A INTUIÇÃO - CONSELHO DA PAPISA

 

A  definição da carta II do tarot, A Papisa, segundo o Wikipédia, inicia assim:

"A Papisa ou a Suma Sacerdotisa, nos tarôs modernos simboliza o sabedoria, o conhecimento, a intuição, o crescimento, a gestação, a nutrição da alma e do corpo"

Quis dar ênfase ao último trecho "nutrição da alma e do corpo" para fazer associação ao nosso tema trazido hoje, a intuição da Papisa, que tanto abordamos quando surge esse arcano. De antemão já "linko" a outra pergunta que muito escuto "Como saber se minha intuição é intuição mesmo, ou é só ansiedade?" e se eu continuar, talvez chegaremos a mais uma dúzia de indagações que envolvam a intuição e suas características, né?

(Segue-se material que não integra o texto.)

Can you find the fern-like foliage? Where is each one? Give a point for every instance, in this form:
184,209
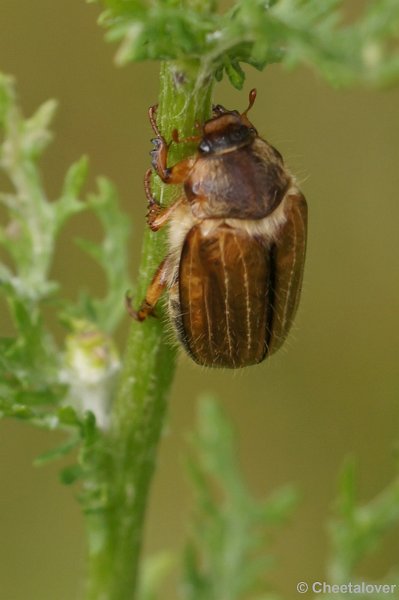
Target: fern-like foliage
52,385
260,32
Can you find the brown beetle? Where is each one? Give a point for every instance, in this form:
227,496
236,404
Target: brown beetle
237,239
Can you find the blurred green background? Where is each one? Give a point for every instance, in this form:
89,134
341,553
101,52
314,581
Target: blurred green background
332,390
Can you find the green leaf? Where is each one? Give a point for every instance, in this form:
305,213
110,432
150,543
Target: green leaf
57,452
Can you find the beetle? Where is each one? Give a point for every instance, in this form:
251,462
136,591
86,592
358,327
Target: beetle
237,240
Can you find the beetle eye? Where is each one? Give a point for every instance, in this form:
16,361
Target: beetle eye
239,133
204,146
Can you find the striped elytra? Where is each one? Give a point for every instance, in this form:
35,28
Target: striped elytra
237,240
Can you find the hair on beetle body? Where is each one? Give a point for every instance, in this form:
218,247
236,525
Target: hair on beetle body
237,240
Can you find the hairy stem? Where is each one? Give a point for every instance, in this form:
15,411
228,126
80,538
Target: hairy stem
115,533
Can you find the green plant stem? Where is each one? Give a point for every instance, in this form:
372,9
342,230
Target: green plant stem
115,532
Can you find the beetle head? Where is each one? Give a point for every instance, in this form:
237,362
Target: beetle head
228,130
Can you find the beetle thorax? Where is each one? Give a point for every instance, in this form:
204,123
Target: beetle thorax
225,133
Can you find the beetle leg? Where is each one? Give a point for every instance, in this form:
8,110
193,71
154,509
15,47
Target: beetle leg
159,156
176,174
156,215
154,291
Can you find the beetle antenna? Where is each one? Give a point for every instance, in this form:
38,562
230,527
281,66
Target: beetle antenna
251,98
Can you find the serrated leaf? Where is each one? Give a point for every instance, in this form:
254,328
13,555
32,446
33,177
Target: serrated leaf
57,452
235,73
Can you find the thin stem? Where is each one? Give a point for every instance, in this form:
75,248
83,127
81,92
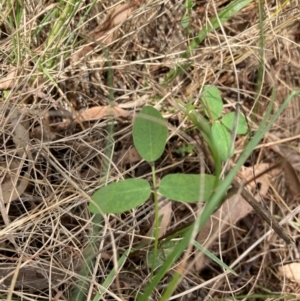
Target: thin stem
156,230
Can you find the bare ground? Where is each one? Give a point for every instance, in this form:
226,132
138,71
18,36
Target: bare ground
51,158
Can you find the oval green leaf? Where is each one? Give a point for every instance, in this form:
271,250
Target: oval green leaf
150,133
212,102
241,128
188,188
222,140
120,196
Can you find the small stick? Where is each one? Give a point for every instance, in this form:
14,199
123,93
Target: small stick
265,215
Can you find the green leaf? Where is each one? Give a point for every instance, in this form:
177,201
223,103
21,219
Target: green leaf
228,121
187,187
222,140
185,21
212,102
120,196
150,133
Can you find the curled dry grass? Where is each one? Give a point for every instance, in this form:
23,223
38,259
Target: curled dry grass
47,227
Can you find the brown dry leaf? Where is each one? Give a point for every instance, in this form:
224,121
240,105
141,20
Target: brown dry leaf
127,156
247,174
165,214
8,81
232,210
290,271
293,182
103,33
12,183
97,113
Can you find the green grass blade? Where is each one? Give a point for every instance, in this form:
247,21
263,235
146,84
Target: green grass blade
215,199
223,16
110,277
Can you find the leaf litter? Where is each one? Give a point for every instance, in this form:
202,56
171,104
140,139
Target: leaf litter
142,51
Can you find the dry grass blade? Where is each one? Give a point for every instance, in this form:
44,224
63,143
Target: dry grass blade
56,118
104,34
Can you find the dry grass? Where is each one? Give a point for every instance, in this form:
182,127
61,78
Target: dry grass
47,227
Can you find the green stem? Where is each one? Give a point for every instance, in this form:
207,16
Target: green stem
156,230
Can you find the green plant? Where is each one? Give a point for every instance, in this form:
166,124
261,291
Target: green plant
221,126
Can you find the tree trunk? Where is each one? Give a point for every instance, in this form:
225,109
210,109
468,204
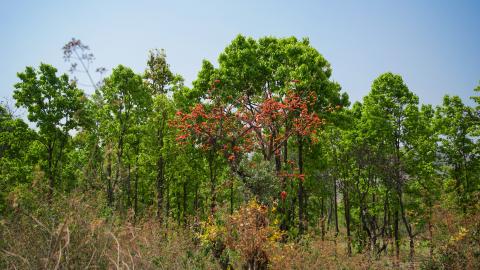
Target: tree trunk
109,179
346,202
300,187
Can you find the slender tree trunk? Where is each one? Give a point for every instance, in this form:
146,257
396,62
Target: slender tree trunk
109,179
184,206
335,206
346,202
396,235
128,187
322,220
300,187
135,206
212,184
51,179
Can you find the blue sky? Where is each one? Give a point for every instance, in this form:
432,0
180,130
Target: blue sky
434,45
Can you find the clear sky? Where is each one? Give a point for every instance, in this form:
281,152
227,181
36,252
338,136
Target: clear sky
434,45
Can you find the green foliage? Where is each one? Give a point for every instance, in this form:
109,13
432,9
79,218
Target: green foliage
158,168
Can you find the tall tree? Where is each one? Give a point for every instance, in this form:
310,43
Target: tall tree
54,104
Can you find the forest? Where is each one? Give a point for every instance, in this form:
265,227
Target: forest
263,163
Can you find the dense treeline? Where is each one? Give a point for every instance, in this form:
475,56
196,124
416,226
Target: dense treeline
264,150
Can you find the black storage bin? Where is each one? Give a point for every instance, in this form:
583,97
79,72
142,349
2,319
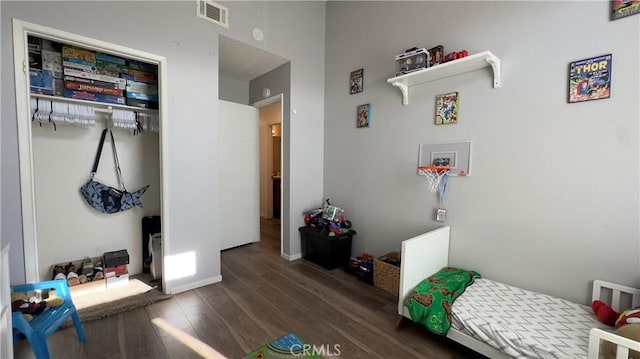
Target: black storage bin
116,258
328,251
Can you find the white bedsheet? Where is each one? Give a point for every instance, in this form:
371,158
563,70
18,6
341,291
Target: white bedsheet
524,324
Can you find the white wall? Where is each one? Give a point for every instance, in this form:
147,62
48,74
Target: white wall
190,46
68,228
553,199
239,175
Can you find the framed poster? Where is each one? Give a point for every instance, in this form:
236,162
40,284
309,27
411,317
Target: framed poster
624,8
590,79
363,115
454,154
356,81
447,108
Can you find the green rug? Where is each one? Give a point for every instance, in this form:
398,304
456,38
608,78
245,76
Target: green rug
287,346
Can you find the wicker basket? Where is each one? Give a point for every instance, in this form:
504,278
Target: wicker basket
386,276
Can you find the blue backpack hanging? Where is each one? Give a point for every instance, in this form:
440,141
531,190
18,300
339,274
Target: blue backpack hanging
107,199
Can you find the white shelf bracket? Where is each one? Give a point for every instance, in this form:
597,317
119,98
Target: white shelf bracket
495,66
405,92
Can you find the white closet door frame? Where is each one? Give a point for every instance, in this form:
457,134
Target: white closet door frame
20,53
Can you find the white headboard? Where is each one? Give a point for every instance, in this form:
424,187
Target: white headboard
422,256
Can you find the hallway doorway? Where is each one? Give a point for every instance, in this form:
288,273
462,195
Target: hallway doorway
270,132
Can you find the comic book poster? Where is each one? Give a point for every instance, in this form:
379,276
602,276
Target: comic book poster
590,79
624,8
363,116
447,108
355,82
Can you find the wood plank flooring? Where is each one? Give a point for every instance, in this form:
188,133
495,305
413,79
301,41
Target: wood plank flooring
261,298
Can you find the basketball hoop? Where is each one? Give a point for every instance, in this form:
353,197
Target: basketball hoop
436,177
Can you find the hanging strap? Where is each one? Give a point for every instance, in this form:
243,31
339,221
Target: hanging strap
96,161
115,158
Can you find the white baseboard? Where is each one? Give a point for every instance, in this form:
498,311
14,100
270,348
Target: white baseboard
292,257
194,285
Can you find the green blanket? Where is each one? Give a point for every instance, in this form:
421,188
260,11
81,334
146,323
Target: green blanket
430,302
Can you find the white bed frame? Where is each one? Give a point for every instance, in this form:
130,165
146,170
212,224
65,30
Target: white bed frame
427,253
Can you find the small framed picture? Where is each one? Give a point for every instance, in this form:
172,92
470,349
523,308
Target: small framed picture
624,8
447,108
590,79
363,116
356,81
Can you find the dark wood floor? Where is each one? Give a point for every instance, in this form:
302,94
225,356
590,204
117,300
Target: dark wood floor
261,298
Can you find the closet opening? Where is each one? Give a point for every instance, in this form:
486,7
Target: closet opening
62,106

Mas calma, se pegarmos a raíz, ou o "x" da questão, talvez tenhamos mais clareza - ó, A Papisa aí - pra entender um pouco mais.

merakilabbe phixr(Fonte da imagem: @merakilabbe - merakilabbe.ca)

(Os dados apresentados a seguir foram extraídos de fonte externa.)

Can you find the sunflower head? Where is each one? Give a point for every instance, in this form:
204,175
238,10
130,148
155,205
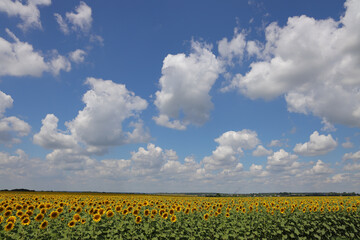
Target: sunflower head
109,213
54,214
25,221
72,223
44,224
97,217
39,217
138,219
9,226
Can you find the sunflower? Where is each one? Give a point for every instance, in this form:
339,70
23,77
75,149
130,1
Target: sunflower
54,214
147,212
125,212
11,219
72,223
7,213
165,215
25,221
138,219
44,224
9,226
136,212
118,208
97,217
39,217
109,213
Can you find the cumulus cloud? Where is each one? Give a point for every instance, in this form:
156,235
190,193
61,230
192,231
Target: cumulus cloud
231,146
98,126
352,156
232,49
29,13
319,168
185,84
282,161
261,151
318,145
20,59
77,56
347,144
50,137
308,61
11,128
81,19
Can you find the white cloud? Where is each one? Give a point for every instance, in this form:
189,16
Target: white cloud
352,156
282,161
80,20
234,48
318,145
29,13
261,151
62,23
58,63
231,145
309,61
77,56
185,85
98,126
338,178
275,143
347,144
50,137
107,105
319,168
11,127
19,58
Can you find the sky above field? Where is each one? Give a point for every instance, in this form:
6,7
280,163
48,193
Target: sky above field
180,96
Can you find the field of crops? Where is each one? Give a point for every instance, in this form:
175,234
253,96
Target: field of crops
115,216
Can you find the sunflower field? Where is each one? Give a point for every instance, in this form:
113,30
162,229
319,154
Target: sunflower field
51,215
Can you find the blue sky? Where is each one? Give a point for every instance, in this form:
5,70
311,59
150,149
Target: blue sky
180,96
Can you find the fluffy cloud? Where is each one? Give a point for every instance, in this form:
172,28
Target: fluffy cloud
352,156
19,59
107,105
319,168
50,137
29,13
347,144
282,161
185,84
231,145
261,151
234,48
77,56
318,145
98,126
10,127
81,19
309,61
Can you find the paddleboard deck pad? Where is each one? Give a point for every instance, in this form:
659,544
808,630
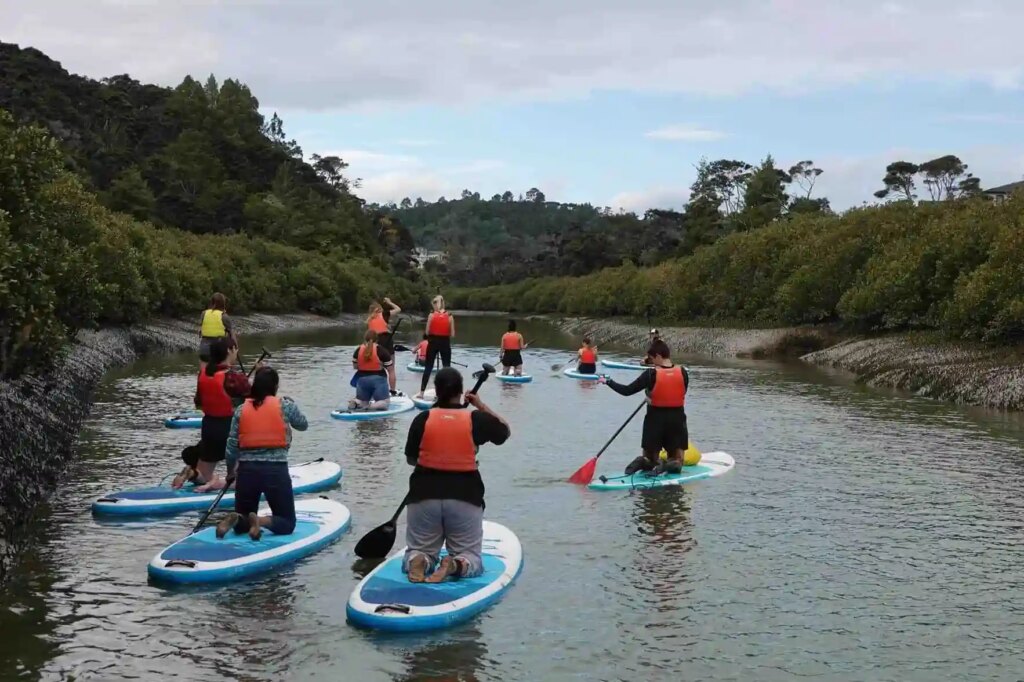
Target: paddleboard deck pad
711,465
386,600
307,477
185,420
398,405
203,558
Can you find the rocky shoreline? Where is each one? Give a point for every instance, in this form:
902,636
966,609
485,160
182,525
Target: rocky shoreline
41,415
924,365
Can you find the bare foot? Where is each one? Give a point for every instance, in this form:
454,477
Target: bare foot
417,568
448,567
255,531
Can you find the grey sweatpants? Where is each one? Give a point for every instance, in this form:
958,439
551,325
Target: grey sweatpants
431,523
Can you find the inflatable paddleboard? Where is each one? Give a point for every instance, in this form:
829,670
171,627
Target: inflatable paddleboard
428,399
512,379
712,465
203,558
398,405
572,374
307,477
615,365
386,600
185,420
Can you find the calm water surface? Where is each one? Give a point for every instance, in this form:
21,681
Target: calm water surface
862,536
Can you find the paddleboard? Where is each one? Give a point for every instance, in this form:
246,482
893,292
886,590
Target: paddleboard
185,420
512,379
712,465
615,365
306,477
203,558
386,600
398,405
572,374
428,399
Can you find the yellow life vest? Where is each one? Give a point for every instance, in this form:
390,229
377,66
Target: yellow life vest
213,324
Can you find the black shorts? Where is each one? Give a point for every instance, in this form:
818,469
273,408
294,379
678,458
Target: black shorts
512,358
665,427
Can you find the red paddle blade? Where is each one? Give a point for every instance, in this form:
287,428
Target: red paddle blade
585,474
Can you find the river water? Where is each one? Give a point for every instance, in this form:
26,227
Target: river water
862,536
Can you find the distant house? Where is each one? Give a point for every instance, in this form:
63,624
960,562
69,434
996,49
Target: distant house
1003,193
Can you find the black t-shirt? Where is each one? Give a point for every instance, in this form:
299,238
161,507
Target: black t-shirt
466,485
383,354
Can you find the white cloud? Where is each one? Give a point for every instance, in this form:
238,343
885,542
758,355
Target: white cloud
685,133
317,55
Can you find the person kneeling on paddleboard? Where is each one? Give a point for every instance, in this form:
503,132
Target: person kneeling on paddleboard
219,390
665,424
512,345
371,363
587,363
257,450
445,492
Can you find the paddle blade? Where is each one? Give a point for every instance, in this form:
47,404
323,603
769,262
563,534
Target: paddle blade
585,474
377,543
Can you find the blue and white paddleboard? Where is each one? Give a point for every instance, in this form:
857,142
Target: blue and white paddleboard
203,558
307,477
572,374
428,399
398,405
185,420
386,600
512,379
615,365
711,465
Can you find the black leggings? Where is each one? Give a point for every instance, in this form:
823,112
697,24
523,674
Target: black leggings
437,346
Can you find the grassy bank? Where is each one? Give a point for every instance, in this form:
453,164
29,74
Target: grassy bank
956,267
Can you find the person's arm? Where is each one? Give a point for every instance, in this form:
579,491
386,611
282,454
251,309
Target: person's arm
293,415
644,382
415,437
231,452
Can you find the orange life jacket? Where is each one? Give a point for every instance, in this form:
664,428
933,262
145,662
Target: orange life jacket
670,389
511,341
213,398
448,440
439,324
377,324
263,426
372,365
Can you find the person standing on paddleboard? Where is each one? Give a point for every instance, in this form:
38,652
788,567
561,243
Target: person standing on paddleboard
371,363
378,322
214,325
512,345
587,357
219,389
257,451
445,491
665,424
440,331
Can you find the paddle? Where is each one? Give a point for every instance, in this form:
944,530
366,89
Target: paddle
227,484
585,474
377,543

Quando o Wikipedia caracteriza o simbolo Papisa como geradora de conhecimento, de intuição ou o que nutre a alma, podemos entender a importância da clareza - conhecer, pois a falta de conhecimento gera incerteza, dúvida e ficamos com a eterna sombra na nossa visão - física ou espiritual. O conhecimento gera a sabedoria necessária, não somente aquela que nos motiva a tomar decisões ou entender um processo material, mas sabedoria de forma inteira, de corpo e alma. Quando conhecemos em um todo, atingimos um ponto de segurança naquilo que fazemos e acreditamos, afinal, o conhecimento aliado a sabedoria geram entendimento e é esse processo que nos afina com nossa intuição. Ficou confuso? 

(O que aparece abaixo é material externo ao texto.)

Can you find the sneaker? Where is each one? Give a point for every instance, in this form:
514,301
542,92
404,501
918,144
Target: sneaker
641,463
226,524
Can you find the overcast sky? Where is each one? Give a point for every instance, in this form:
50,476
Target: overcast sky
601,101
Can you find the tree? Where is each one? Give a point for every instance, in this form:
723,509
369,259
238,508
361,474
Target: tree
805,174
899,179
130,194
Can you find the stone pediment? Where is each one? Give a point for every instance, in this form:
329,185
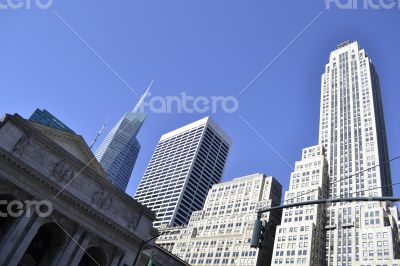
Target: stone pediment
74,144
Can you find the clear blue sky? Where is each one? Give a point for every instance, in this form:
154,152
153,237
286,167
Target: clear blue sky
200,47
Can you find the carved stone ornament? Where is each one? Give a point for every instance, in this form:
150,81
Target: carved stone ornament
62,171
21,144
102,199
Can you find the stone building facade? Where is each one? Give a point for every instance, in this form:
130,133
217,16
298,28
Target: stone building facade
88,220
300,239
220,233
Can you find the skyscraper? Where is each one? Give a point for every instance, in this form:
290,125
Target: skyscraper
220,233
184,166
120,149
300,239
352,131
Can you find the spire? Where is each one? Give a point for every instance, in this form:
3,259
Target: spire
141,101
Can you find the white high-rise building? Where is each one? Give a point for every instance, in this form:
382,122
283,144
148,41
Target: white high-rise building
352,131
184,166
220,233
300,239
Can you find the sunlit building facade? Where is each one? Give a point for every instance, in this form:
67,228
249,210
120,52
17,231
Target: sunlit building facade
300,239
220,233
352,131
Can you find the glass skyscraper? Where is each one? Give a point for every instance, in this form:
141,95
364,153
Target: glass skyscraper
120,149
185,165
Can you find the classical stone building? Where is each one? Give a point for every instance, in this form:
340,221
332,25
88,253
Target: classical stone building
220,233
88,221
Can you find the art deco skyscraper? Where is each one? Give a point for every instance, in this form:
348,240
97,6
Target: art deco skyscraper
120,149
184,166
352,131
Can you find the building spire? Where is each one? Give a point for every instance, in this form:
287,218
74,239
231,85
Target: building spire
141,101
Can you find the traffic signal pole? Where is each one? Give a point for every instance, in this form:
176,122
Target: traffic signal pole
259,227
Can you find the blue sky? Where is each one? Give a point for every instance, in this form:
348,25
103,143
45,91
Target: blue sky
204,48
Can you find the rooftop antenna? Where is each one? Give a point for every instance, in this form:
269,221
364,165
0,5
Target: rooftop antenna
141,100
98,133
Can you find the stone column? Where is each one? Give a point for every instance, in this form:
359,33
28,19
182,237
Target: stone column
25,242
81,250
116,258
65,255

De uma maneira simples, sempre que surgir aquela pergunta "É intuição ou ansiedade?", lembre-se que a ansiedade age por falta de conhecimento, compreensão e sabedoria - de uma maneira profunda. Ela atua no escuro, pois normalmente nos sentimos ansiosos com algo que não temos ainda, ou que não está de acordo com nossa vontade, com o que esperamos. Logo, quando pergunto: é intuição ou estou ansiosa com tal situação? É quase certo que a Papisa ainda está atuando com seu conselho de busca interna, de nos fecharmos às interferências externas e buscarmos dentro de nós as respostas, saídas e maneiras certas de lidar com o que nos deixa aflitos, incertos e inquietos. Do que vem de fora nem sempre temos controle, mas a maneira que recebemos, está diretalmente ligado a nossa capacidade de compreensão da situação. 

Não é fácil se desconectar daquilo que nos traz anseios, para escutar a voz da nossa intuição, não. Mas é um exercício diário esse de se escutar. É também uma tarefa - não muito simples - saber o momento de se recolher, como a Papisa costuma fazer, e não ficar presa a um mundo isolado. Mas de uma coisa precisamos saber: para compreender o próximo, precisamos compreender nós mesmas e para isso, não há nada mais precioso do que saber nos escutar.